Фабрика ужаса. Страшные рассказы - стр. 44
…
Разумеется, я подписал такой договор. И намотал на ус последнее поучение.
Мне показали мою комнату. Я остался ею доволен. Мне пожелали спокойной ночи и оставили меня в покое.
Я сел в кресло у окна и стал смотреть на ночной Кёльн. Видел хорошо освещенный собор, несколько высоких зданий, телебашню, какие-то трубы на горизонте, из которых валил пар.
Я не знал, что думать, что чувствовать.
Радоваться? Да. Но все это – и вилла, и бассейн, и галерея, и госпожа Гизела с ее ласками, и странный господин Бенедикт, и предстоящий год труда, и договор – казалось мне чем-то вроде бутафории. Какой-то игрой.
Да… может быть, и игра. Но договор – вот он. На прекрасной бумаге. И подписи, и цифра прописью…
К сожалению, все это и было игрой. Жестокой игрой богачей с бедняком. И договор наш был филькиной грамотой. Если бы я хотя бы удосужился тогда прочитать то, что подписываю… Но я доверял немцам.
Влез под атласное одеяло и задремал.
…
Но не заснул. Слишком был взволнован.
Через какое-то время дверь открылась и в комнату вошла женщина.
– Госпожа Гизела?
– Да, милый. Я пришла к тебе, чтобы провести с тобой ночь. Я принесла еще две рюмки абсента. Выпьешь?
Голос ее звучал как-то странно. Охрипла?
Мы выпили, я отвернул одеяло, и она нырнула ко мне… обняла меня крепко, схватила меня за член и засунула свой язык мне в рот… жадно целовала мне грудь и живот… взяла член в рот, массируя яички сильной рукой.
Я к таким энергичным ласкам готов не был и кончил через минуту.
И тут… в комнату вошел еще кто-то и зажег свет.
Это была госпожа Гизела!
А у меня в ногах сидел… скорчившись от гомерического хохота, господин Бенедикт… с моей спермой на напомаженных губах, в парике, в специальном бюстгальтере с накладными поролоновыми грудями, в шелковом халатике и женском белье.
Госпожа Гизела тоже начала смеяться. А потом вдруг закашлялась, надулась, как пузырь… и лопнула, оставив после себя только белые ошметки.
А господин Бенедикт начал танцевать джигу и прошелся вихрем по комнате и по потолку. Подлетел ко мне и заорал прямо в лицо, бешено вращая своими глазами-сливами: «Убирайся! Убирайся отсюда, кретин! Вызываю полицию».
Я схватил свою одежду и обувь и, пролетев молнией четыре пролета лестницы и опрокинув стоящие на ней металлические скульптуры, которые с грохотом упали и разлетелись на куски, выбежал на улицу.
Папку в суматохе забыл.
Когда я одевался, на третьем этаже виллы кто-то открыл окно и швырнул из него мне под ноги мою папку с рисунками. Я услышал смех и ругательства…
Рисунки вылетели от удара об асфальт из папки, как ласточки из норы на обрыве. Проезжающий в этот момент мимо меня красненький Opel Omega порвал часть рисунков, поволок их с собой. По оставшимся проехал тяжелый старый Мерседес и замазал их грязью…

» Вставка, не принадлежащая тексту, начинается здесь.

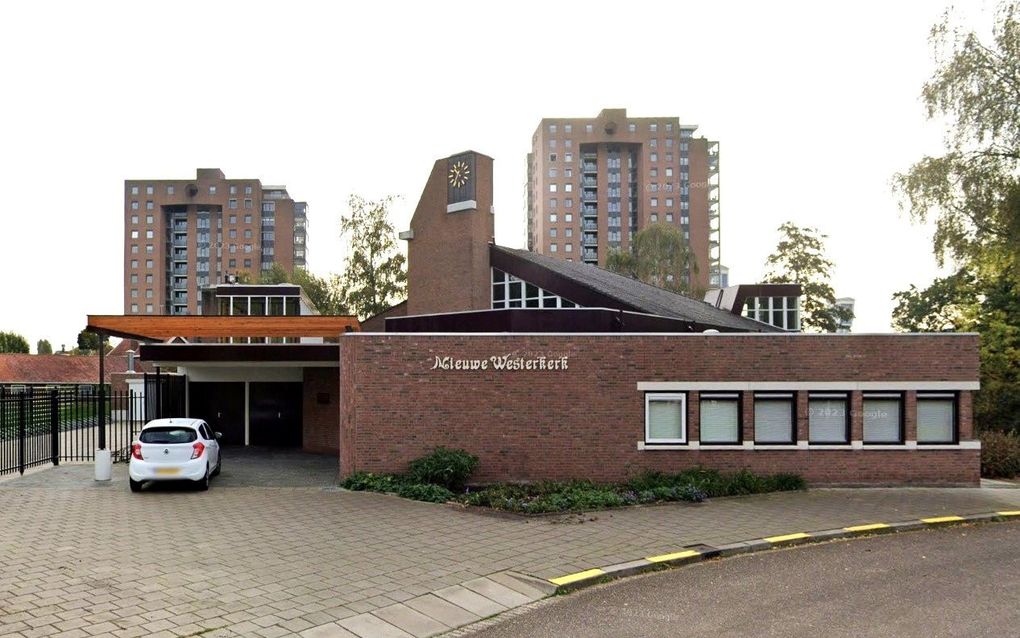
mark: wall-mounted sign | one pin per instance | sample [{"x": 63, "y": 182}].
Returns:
[{"x": 511, "y": 362}]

Я сидел на тротуаре и смотрел, как машины уничтожают мой Небесный Иерусалим. Мою мечту.
Кажется, в эту горькую минуту я и понял, что такое на самом деле современное искусство.
Третья похожая история случилась со мной позавчера.
Позавчера!
Из-за нее я и первые две истории вспомнил и записал. Сидя тут, в камере.
Да… Шатает меня, носит черт знает где, видите, в прошлое бросило… потому что будущего у меня больше нет… четыре стены вокруг, окно с решеткой… а кому прошлое интересно, да еще и чужое?